Suggestions (Should Consider)

  • [api/controllers/v1/auth/verify-email.js:53-58] The notifyEmailChanged call is fire-and-forget but has no .catch() handler. If notifyEmailChanged rejects (despite the service's documentation saying it never throws), the unhandled rejection would crash the process in Node.js. Consider adding .catch() for safety:

    if (caver.pendingMail) {
      AccountNotificationService.notifyEmailChanged({
        oldEmail: caver.mail,
        nickname: caver.nickname,
        languageId: caver.language,
      }).catch((err) => {
        sails.log.error('Failed to send email change notification:', err);
      });
      return res.ok({ message: 'Email successfully changed.' });
    }
    
  • [test/integration/4_routes/Account/update-notifications.test.js:33-39] The afterEach restores mail and password but doesn't restore pendingMail, activationCode, or mailIsValid. Since the tests now set these fields (via the PATCH + verify-email flow), stale state could leak between tests if a test fails mid-way. Consider:

    afterEach(async () => {
      notifyEmailChangedStub.restore();
      notifyPasswordChangedStub.restore();
      await TCaver.updateOne({ id: 3 }).set({
        mail: originalEmail,
        password: originalPasswordHash,
        pendingMail: null,
        activationCode: null,
        mailIsValid: true,
      });
    });
    
  • [assets/swaggerV1.yaml] The PATCH /account endpoint now returns 200 with a message body when cancelling a pending email change, but the Swagger spec only documents 204 as the success response. Consider adding a 200 response to document this new behavior, or changing the cancellation response to 204 for consistency.

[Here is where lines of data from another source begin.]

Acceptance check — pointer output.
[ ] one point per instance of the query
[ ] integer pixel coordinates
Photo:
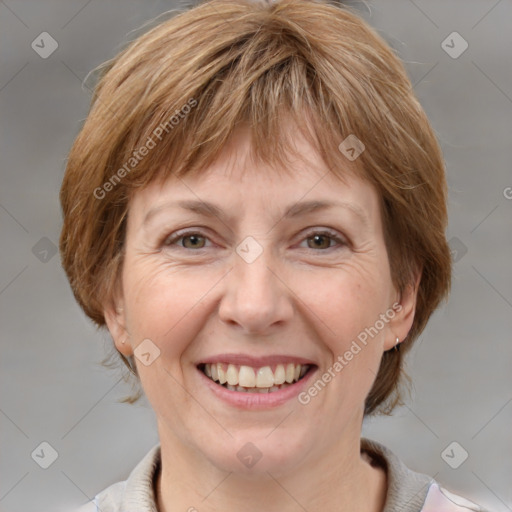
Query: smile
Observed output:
(248, 379)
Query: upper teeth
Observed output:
(250, 377)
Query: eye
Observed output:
(190, 240)
(323, 239)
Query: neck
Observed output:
(340, 479)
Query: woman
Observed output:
(255, 208)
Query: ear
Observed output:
(405, 309)
(115, 318)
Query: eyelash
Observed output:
(168, 241)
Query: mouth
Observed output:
(256, 379)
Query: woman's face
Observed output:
(264, 283)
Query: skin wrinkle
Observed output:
(314, 309)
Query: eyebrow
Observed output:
(208, 209)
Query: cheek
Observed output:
(347, 299)
(166, 305)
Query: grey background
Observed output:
(52, 386)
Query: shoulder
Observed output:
(135, 493)
(410, 491)
(441, 500)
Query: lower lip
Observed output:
(245, 400)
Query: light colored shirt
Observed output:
(408, 491)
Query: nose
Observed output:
(256, 297)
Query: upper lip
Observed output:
(255, 362)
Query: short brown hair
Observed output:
(181, 89)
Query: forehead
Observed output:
(236, 176)
(235, 184)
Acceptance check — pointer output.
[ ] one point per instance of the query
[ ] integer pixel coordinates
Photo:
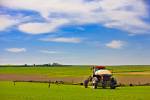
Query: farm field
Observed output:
(124, 74)
(40, 91)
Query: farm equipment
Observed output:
(101, 77)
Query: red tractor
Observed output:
(101, 77)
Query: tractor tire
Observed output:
(104, 85)
(112, 87)
(95, 85)
(86, 83)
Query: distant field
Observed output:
(124, 74)
(72, 71)
(40, 91)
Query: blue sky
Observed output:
(103, 32)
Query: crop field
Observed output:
(71, 70)
(124, 74)
(40, 91)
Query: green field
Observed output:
(71, 71)
(40, 91)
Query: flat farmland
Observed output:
(40, 91)
(124, 74)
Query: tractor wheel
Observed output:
(112, 87)
(95, 85)
(104, 85)
(86, 83)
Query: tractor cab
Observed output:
(101, 77)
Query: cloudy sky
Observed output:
(75, 31)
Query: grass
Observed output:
(40, 91)
(70, 71)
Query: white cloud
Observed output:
(115, 44)
(6, 22)
(38, 28)
(62, 39)
(49, 52)
(124, 15)
(16, 50)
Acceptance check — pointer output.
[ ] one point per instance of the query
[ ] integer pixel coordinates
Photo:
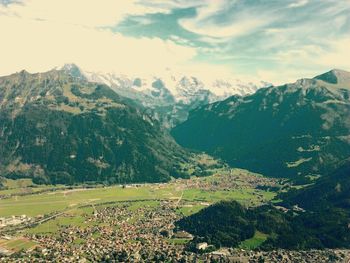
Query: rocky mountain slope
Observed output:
(171, 96)
(58, 128)
(294, 130)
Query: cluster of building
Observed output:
(118, 233)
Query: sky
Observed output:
(272, 40)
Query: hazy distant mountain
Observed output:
(171, 96)
(57, 127)
(301, 128)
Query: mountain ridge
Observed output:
(292, 130)
(56, 128)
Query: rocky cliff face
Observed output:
(59, 128)
(294, 130)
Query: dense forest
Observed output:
(324, 223)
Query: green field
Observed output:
(70, 206)
(49, 202)
(17, 244)
(254, 242)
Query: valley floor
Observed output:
(129, 223)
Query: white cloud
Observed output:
(245, 23)
(298, 3)
(64, 35)
(90, 13)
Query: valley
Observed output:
(57, 213)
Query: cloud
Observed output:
(298, 3)
(39, 36)
(206, 21)
(90, 13)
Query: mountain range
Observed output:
(169, 96)
(298, 130)
(56, 127)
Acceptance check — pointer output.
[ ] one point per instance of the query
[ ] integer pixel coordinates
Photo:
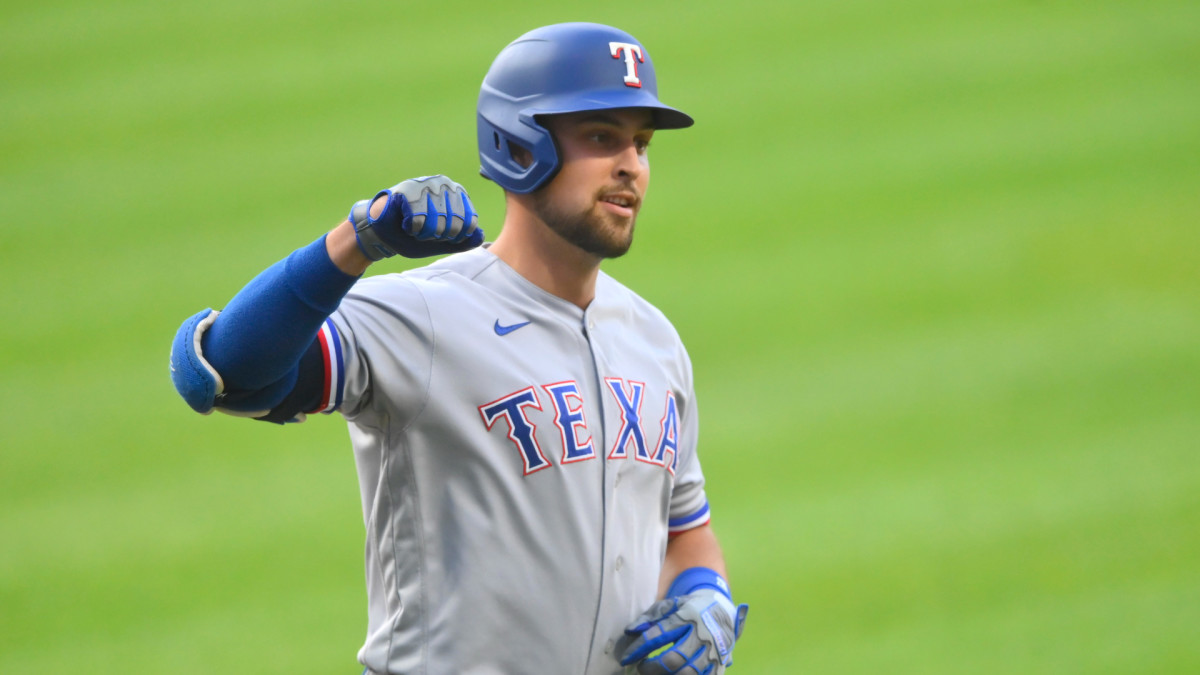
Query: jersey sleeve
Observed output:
(689, 503)
(377, 352)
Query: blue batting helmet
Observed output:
(552, 70)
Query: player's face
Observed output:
(594, 199)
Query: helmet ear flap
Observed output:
(519, 162)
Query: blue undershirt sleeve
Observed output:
(257, 341)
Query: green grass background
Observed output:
(937, 264)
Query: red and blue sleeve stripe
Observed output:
(335, 368)
(697, 518)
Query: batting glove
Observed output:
(689, 634)
(423, 216)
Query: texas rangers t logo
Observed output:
(633, 54)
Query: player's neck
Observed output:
(546, 260)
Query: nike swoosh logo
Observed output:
(507, 329)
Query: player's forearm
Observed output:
(695, 548)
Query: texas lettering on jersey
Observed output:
(521, 411)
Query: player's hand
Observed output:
(690, 634)
(419, 217)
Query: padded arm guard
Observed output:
(195, 377)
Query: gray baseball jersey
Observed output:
(521, 463)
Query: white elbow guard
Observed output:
(195, 378)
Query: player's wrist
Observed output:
(697, 578)
(345, 251)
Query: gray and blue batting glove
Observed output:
(690, 632)
(423, 216)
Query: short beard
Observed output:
(586, 230)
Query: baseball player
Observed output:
(523, 425)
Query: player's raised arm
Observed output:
(257, 357)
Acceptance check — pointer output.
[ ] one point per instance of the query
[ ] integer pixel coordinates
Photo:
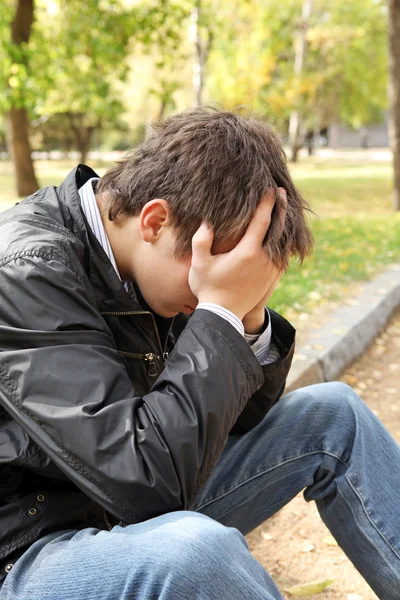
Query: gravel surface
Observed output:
(294, 545)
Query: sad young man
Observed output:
(140, 429)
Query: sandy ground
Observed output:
(294, 545)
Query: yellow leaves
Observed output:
(13, 82)
(308, 589)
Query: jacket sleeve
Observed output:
(62, 380)
(275, 374)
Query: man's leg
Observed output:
(173, 557)
(323, 438)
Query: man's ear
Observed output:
(153, 217)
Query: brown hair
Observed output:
(211, 165)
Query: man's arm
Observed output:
(275, 375)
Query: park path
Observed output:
(294, 545)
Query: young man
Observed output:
(139, 377)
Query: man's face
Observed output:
(163, 278)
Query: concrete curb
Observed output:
(347, 334)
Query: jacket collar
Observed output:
(109, 290)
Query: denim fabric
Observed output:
(322, 438)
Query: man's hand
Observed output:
(254, 321)
(245, 277)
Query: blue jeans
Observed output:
(322, 438)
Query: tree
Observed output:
(394, 67)
(300, 50)
(18, 98)
(253, 58)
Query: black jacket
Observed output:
(94, 427)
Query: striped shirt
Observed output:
(264, 350)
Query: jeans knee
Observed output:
(335, 398)
(199, 544)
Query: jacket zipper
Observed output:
(149, 356)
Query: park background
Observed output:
(84, 81)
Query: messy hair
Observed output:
(211, 165)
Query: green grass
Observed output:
(356, 233)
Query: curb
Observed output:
(347, 334)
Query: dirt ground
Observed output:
(294, 545)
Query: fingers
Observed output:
(201, 243)
(258, 227)
(282, 211)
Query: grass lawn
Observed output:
(356, 233)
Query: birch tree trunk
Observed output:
(300, 48)
(394, 93)
(19, 144)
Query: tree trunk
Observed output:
(202, 51)
(394, 93)
(21, 152)
(295, 118)
(18, 119)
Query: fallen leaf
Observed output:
(330, 540)
(308, 589)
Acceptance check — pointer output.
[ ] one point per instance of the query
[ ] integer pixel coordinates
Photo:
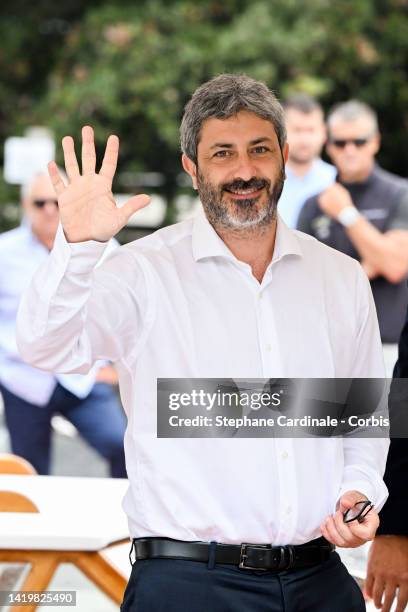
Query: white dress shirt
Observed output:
(21, 253)
(179, 304)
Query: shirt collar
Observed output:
(207, 243)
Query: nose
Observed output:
(50, 209)
(245, 168)
(350, 147)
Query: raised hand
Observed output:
(86, 205)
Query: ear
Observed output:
(191, 169)
(377, 143)
(285, 152)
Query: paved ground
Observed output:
(73, 457)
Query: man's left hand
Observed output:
(387, 571)
(334, 199)
(350, 535)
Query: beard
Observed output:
(249, 214)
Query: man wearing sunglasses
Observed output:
(31, 396)
(365, 213)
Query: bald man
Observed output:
(31, 397)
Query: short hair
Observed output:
(224, 96)
(351, 111)
(302, 103)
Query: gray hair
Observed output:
(351, 111)
(222, 97)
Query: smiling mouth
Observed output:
(244, 194)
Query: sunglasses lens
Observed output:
(357, 142)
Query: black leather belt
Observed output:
(246, 556)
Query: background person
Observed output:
(387, 571)
(306, 173)
(31, 396)
(365, 213)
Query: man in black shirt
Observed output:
(365, 213)
(387, 572)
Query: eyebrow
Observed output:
(228, 145)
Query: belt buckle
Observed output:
(244, 556)
(283, 564)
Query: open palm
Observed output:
(87, 208)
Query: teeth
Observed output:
(242, 191)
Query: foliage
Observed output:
(129, 67)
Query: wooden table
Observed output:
(78, 519)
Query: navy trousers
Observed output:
(170, 585)
(99, 419)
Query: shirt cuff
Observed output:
(83, 256)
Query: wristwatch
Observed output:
(348, 216)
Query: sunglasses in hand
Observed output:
(358, 512)
(340, 143)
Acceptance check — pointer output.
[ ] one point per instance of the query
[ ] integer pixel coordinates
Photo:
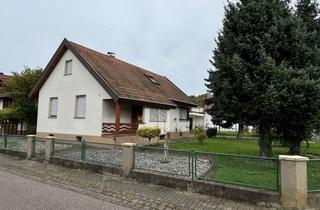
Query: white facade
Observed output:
(172, 123)
(66, 88)
(100, 108)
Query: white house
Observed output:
(88, 94)
(7, 126)
(200, 118)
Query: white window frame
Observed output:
(51, 114)
(66, 72)
(78, 115)
(180, 115)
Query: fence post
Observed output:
(30, 146)
(5, 141)
(192, 164)
(49, 145)
(83, 150)
(294, 192)
(128, 158)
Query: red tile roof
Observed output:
(3, 78)
(123, 81)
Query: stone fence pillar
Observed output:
(49, 147)
(294, 192)
(128, 158)
(30, 146)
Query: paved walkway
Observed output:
(100, 187)
(20, 193)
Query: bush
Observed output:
(200, 134)
(212, 132)
(148, 132)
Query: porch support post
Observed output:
(49, 147)
(117, 120)
(30, 146)
(128, 158)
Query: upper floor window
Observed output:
(68, 67)
(53, 107)
(152, 79)
(158, 115)
(183, 114)
(80, 111)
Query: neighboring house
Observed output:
(8, 127)
(83, 93)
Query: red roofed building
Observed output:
(8, 127)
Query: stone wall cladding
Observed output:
(209, 188)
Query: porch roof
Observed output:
(123, 81)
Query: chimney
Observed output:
(111, 54)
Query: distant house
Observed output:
(8, 127)
(83, 93)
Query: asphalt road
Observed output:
(20, 193)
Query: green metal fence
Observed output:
(39, 146)
(103, 154)
(313, 170)
(178, 162)
(98, 153)
(250, 171)
(67, 149)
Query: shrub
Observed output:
(148, 132)
(200, 134)
(212, 132)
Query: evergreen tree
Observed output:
(258, 77)
(19, 86)
(299, 92)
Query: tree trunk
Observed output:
(240, 131)
(265, 141)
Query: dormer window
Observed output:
(152, 79)
(68, 67)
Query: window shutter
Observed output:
(158, 115)
(183, 114)
(153, 115)
(162, 115)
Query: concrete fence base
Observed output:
(293, 193)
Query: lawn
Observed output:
(252, 171)
(245, 146)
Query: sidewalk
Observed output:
(114, 189)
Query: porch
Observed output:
(120, 118)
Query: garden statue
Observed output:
(165, 152)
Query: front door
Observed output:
(136, 114)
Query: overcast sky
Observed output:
(174, 38)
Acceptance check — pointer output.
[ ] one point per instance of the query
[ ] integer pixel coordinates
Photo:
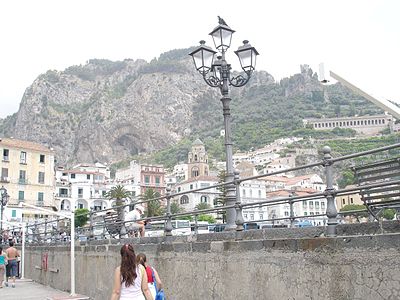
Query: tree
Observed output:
(119, 193)
(153, 206)
(221, 199)
(208, 218)
(81, 217)
(388, 213)
(176, 208)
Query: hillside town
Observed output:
(30, 175)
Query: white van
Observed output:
(179, 227)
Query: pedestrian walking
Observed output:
(153, 279)
(130, 278)
(3, 261)
(12, 256)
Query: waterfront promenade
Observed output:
(26, 289)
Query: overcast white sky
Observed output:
(359, 40)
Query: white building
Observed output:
(302, 208)
(192, 199)
(82, 188)
(250, 192)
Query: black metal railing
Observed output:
(58, 229)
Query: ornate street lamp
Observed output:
(216, 72)
(4, 200)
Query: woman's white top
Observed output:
(133, 291)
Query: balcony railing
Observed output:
(5, 179)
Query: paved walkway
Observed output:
(26, 289)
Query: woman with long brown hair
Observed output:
(130, 278)
(153, 279)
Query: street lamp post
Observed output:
(4, 201)
(216, 72)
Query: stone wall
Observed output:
(261, 264)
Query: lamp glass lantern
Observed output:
(222, 36)
(203, 57)
(247, 56)
(216, 67)
(4, 196)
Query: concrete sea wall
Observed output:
(362, 263)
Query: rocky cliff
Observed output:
(106, 111)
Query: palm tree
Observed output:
(221, 199)
(119, 193)
(176, 208)
(202, 206)
(153, 206)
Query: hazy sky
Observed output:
(359, 40)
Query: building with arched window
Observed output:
(198, 160)
(368, 125)
(192, 199)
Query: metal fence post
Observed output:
(121, 213)
(196, 227)
(291, 211)
(45, 230)
(238, 205)
(331, 211)
(91, 231)
(168, 225)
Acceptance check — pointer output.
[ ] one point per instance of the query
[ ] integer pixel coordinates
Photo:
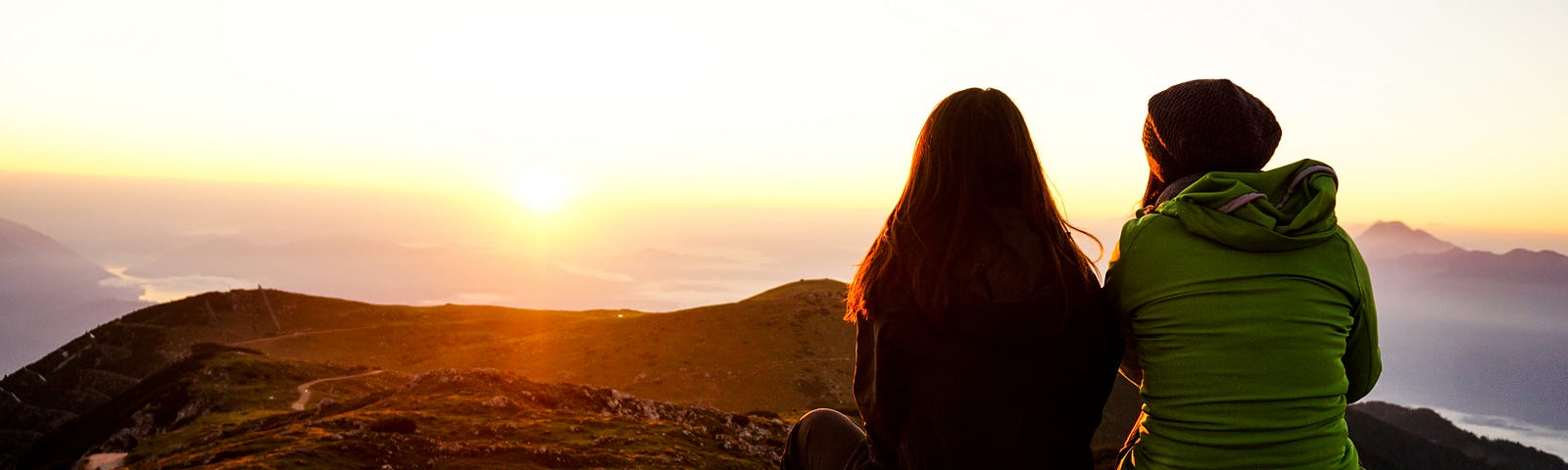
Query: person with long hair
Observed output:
(982, 334)
(1247, 309)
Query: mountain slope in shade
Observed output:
(49, 295)
(1471, 331)
(1395, 239)
(781, 352)
(229, 407)
(1395, 438)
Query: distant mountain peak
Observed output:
(1395, 239)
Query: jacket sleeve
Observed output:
(1363, 360)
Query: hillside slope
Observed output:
(784, 350)
(221, 409)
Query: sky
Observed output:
(760, 132)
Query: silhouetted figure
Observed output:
(1247, 309)
(982, 336)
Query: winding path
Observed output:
(305, 389)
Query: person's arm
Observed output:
(1129, 368)
(1363, 360)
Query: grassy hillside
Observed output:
(783, 350)
(227, 407)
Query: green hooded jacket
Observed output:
(1253, 323)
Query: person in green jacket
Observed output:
(1247, 309)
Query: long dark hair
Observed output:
(974, 154)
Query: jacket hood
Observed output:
(1290, 208)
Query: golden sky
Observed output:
(1440, 114)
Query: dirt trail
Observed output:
(305, 389)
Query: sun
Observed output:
(541, 192)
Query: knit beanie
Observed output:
(1206, 125)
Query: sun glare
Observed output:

  • [api/controllers/v1/auth/verify-email.js:44-48] There's a TOCTOU (time-of-check-time-of-use) race condition between the conflict check and the update. If two users verify at the exact same time targeting the same email, both could pass the check. The DB unique constraint on mail protects the final commit, but the resulting error would bubble up as a 500 rather than a clean 409. Consider wrapping the update in error handling that catches PostgreSQL unique constraint violations (error code 23505) and returns res.conflict() gracefully.

Nitpicks (Optional)

  • [assets/swaggerV1.yaml:3244-3245] There are two consecutive blank lines after the '409' response definition. Minor formatting issue.

  • [test/integration/4_routes/Account/change-email.test.js:155] The test hardcodes 'testtest' as the fixture password. Consider using AuthTokenService.TEST_PASSWORD (which is already imported and used in update-notifications.test.js) for consistency and resilience to fixture changes.